Enginerding
My father had degrees in engineering, something military, and business. He was also a carpenter, electrician, and cabinet and fine furniture maker.
I learned to look at things from watching him work.
At University, I was a teaching assistant (TA). We graded papers and programs, taught labs, and sometimes presented lectures.
This was a great way to learn, and I loved doing it. I still love teaching.
One of the computer science professors started in the psychology department. Since computers were relatively new, he became interested in them as a psychology problem. To that end, he wrote a textbook about programming. He then requested and was assigned to teaching CPS300 FORTRAN for Engineers.
This was a large lecture hall with around 300 to 400 students in it. Labs were taught by TAs.
His big thing was flow charting. Everybody loved flowcharts at that time. And he had some of the most beautiful flowcharts I’ve ever seen.
Mostly because he was using Nassi-Shneiderman Digrams. These things show program structure clearly, making it trivial to verify the correct functioning of the flowchart.
The problem with them is that they are almost impossible to modify. You didn’t so much modify them as rewrite them.
As engineering students, we were taught piecewise progression. You know where you are, you have an idea of where you want to be, so you take a step in that direction. Verify that the step got you closer; iterate until you are there.
If it becomes impossible to proceed, you backtrack and try again until you reach your goal.
Professor Hans Lee wasn’t an engineer. He was a psychology dude. About a third of the way through the first term working with him, I had a private conversation with him. The gist of the conversation was, “How do you write programs? What do you do when your program doesn’t work?”
His answer was that he visualizes the complete Nassi-Shneiderman, draws it out, and then translates that into code. And if the program doesn’t work, he “throws that design out” and creates a new version.
I had to explain to him that his students were not creating the flowcharts first; they were using the flowcharts to document the code they had already written and proven out. And that as engineers, they were all taught a piecewise problem solving method. His methods might work for the general student body, but for engineers it was a bad fit.
This was the first time I actually vocalized a part of being an engineer actually means.
One of the things I do at The Fort is “fixing” things. Here’s the problem with that: many of the things that exist at the fort don’t have Google pages telling you how to use them. They certainly don’t have IKEA instruction manuals on how to put them together. And many of them are broken, repaired badly, or missing parts.
So I look at things and figure out how they go together and how they work. For me, it just makes sense that tab A goes into slot A. I have been told that most people can’t identify “slot A” or “tab A,” much less that the two go together.
This played out last weekend when I stopped at The Fort; they had a newly donated great wheel plus some parts to go with it. I went over to give it the once-over to determine its condition and what we would need to do to get it back in production.
The answer seems to be replacing two leather axel holders, two leather adjuster holders and putting new drive string on.

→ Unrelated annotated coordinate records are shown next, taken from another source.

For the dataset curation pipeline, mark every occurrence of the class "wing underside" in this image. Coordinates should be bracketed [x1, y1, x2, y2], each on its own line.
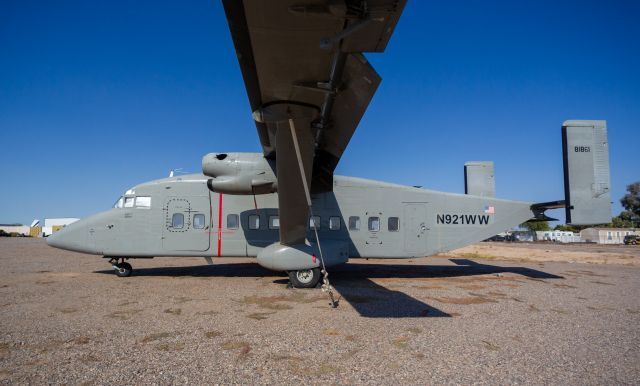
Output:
[223, 0, 405, 244]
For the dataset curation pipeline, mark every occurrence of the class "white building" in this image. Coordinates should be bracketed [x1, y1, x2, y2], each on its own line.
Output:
[0, 224, 31, 236]
[536, 231, 583, 243]
[42, 217, 79, 237]
[580, 228, 640, 244]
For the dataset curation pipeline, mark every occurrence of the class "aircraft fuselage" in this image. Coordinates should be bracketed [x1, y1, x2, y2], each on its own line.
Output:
[48, 174, 533, 265]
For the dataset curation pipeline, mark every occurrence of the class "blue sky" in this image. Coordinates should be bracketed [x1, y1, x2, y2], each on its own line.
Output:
[0, 0, 640, 223]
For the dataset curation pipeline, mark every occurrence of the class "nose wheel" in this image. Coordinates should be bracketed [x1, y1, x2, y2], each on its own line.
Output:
[109, 257, 133, 277]
[289, 268, 321, 288]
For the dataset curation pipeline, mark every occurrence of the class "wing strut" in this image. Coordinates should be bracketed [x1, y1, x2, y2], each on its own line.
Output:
[289, 118, 338, 308]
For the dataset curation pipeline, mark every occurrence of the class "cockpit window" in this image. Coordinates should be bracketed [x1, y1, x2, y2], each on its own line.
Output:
[136, 196, 151, 208]
[124, 197, 135, 208]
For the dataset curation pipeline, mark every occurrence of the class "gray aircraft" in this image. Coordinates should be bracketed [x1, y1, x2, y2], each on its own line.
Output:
[47, 0, 611, 287]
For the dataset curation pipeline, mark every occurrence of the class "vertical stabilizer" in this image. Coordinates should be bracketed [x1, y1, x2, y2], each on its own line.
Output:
[562, 120, 611, 225]
[464, 161, 496, 197]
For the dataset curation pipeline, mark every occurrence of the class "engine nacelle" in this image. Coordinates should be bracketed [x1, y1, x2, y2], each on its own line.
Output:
[202, 153, 278, 194]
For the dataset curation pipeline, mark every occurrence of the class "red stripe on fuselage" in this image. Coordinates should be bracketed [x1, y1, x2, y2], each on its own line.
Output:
[218, 193, 222, 257]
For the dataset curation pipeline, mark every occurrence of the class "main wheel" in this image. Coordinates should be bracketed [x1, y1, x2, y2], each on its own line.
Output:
[116, 263, 133, 277]
[289, 268, 321, 288]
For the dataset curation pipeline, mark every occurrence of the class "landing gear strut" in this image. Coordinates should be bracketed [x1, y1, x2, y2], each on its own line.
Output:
[109, 257, 133, 277]
[288, 268, 322, 288]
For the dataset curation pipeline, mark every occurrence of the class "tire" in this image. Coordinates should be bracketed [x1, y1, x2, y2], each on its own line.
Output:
[289, 268, 321, 288]
[116, 263, 133, 277]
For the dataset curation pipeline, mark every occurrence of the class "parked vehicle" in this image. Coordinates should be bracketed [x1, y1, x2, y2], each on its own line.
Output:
[624, 235, 640, 245]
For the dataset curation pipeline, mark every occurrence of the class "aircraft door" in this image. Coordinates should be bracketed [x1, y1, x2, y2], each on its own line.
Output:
[402, 203, 428, 256]
[162, 196, 211, 251]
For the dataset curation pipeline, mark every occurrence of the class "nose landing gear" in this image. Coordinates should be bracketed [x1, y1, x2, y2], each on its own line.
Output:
[109, 257, 133, 277]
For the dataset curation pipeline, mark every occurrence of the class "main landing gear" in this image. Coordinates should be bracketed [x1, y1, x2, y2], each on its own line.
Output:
[109, 257, 133, 277]
[288, 268, 322, 288]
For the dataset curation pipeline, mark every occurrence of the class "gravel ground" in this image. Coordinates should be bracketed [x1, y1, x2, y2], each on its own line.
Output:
[0, 239, 640, 384]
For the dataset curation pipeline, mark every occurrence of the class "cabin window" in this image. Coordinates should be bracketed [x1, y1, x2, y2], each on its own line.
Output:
[136, 196, 151, 208]
[249, 214, 260, 229]
[171, 213, 184, 229]
[309, 216, 320, 230]
[349, 216, 360, 231]
[227, 214, 240, 229]
[369, 217, 380, 232]
[193, 213, 204, 229]
[387, 217, 400, 232]
[329, 216, 340, 231]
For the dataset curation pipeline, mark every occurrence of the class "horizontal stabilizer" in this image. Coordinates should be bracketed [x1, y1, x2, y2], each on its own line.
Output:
[562, 120, 611, 225]
[464, 161, 496, 197]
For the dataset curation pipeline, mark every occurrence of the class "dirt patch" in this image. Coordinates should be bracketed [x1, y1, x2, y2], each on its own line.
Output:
[480, 340, 500, 351]
[427, 296, 497, 305]
[438, 242, 640, 266]
[391, 336, 409, 349]
[105, 310, 142, 320]
[140, 332, 174, 343]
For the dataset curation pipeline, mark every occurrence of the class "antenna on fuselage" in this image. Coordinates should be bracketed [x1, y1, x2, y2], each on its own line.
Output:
[169, 168, 186, 177]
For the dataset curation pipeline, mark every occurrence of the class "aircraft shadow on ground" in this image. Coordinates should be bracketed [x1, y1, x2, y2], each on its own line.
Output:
[96, 259, 563, 318]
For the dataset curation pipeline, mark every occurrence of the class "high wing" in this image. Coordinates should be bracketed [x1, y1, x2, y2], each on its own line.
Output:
[223, 0, 406, 245]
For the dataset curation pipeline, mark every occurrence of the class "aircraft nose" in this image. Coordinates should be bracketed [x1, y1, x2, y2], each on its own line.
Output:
[47, 227, 86, 251]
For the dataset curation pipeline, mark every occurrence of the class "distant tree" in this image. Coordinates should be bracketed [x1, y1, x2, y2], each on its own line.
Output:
[520, 221, 551, 232]
[611, 210, 636, 228]
[620, 181, 640, 217]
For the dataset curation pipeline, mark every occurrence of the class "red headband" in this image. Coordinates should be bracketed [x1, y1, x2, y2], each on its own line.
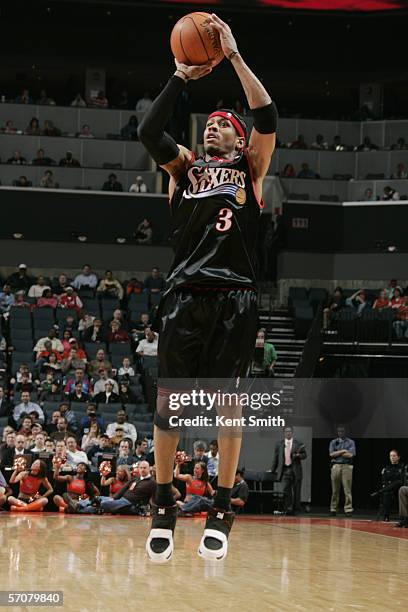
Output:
[208, 111, 245, 138]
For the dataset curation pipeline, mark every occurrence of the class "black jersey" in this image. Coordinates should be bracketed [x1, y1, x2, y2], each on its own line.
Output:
[167, 151, 263, 290]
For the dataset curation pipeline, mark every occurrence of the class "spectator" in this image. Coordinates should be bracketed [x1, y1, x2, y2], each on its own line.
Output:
[144, 267, 166, 293]
[391, 136, 408, 151]
[129, 175, 148, 193]
[42, 119, 61, 136]
[126, 277, 143, 295]
[392, 297, 408, 340]
[381, 186, 400, 201]
[107, 321, 130, 343]
[34, 328, 64, 357]
[13, 175, 31, 187]
[52, 274, 69, 295]
[135, 91, 153, 113]
[119, 379, 142, 405]
[70, 93, 86, 108]
[391, 162, 408, 179]
[116, 438, 135, 465]
[7, 151, 27, 166]
[59, 151, 81, 168]
[297, 162, 319, 179]
[13, 391, 45, 423]
[255, 328, 278, 377]
[135, 438, 148, 461]
[37, 289, 58, 308]
[373, 289, 391, 310]
[106, 408, 137, 444]
[281, 164, 296, 178]
[58, 283, 83, 313]
[0, 284, 14, 315]
[81, 421, 100, 453]
[24, 117, 42, 136]
[72, 264, 98, 289]
[205, 440, 220, 478]
[120, 115, 139, 140]
[64, 368, 92, 395]
[96, 270, 123, 300]
[82, 318, 106, 342]
[79, 404, 105, 436]
[94, 380, 119, 404]
[77, 123, 95, 138]
[329, 427, 356, 516]
[94, 368, 119, 395]
[14, 89, 34, 104]
[310, 134, 329, 151]
[135, 219, 153, 244]
[88, 89, 108, 108]
[346, 289, 368, 316]
[40, 170, 59, 189]
[391, 287, 405, 310]
[2, 119, 17, 134]
[118, 357, 135, 380]
[28, 276, 51, 298]
[102, 172, 123, 191]
[290, 134, 307, 149]
[31, 149, 55, 166]
[330, 135, 347, 151]
[357, 136, 378, 151]
[65, 436, 89, 468]
[89, 349, 112, 375]
[323, 287, 346, 329]
[136, 327, 159, 357]
[362, 187, 376, 202]
[36, 89, 55, 106]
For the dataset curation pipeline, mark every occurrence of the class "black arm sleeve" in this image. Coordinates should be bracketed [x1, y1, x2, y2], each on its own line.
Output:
[251, 102, 278, 134]
[137, 76, 185, 166]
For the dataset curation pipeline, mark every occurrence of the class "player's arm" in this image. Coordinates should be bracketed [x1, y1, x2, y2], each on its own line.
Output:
[210, 14, 278, 181]
[137, 60, 212, 191]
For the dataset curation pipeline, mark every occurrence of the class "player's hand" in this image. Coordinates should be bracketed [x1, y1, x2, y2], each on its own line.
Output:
[174, 58, 212, 81]
[208, 13, 238, 58]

The thing that happened, was that as I looked at the wheel and parts, it was obvious to me how the pieces should align. But the kicker in fitting two pieces together was a notch in one of the pieces.
The first rule is that any cut or extra work was done for a reason. The spokes are turned down for a reason: to make the wheel more responsive. The little grooves are for beauty.
Given that rule, why is there a notch cut in that part? What does it do? Some craftsman spent the time to put the notch there. Why are those risers threaded? Making a threaded hole in wood and the matching screw is extra work.
Why is the axle bearing for this part in a separate peg instead of being a part of the riser?
Each of these questions leads to only one answer.
The notch is so that the spindle drive pulley has enough room to run freely. The riser posts are threaded to be able to adjust the tension on the drive string. The separate pegs to hold the axle bearings (holes in the pegs) are so that they rest on top of the risers and the risers can be adjusted.
It all makes perfect sense, once you know what to look for.
Politics And Engineering
When something happens, politicians want to be seen addressing the problem, right now, in very public view. The issue is often that they have no idea what the problem or issue actually is. Instead, they have feelings about what the cause of the issue is.
So they propose a change. What they don’t do is look at what the possible results might be. Instead they focus on what they want the results to be, becoming blind to potential failure or, at best, a waste of taxpayer money.
The problem with most bills is that they are experiments with our freedoms, our livelihood, and our search for happiness. They never seem to have a plan for what to do if their experiment fails. Or if they do, it is mostly “throw more money at it.”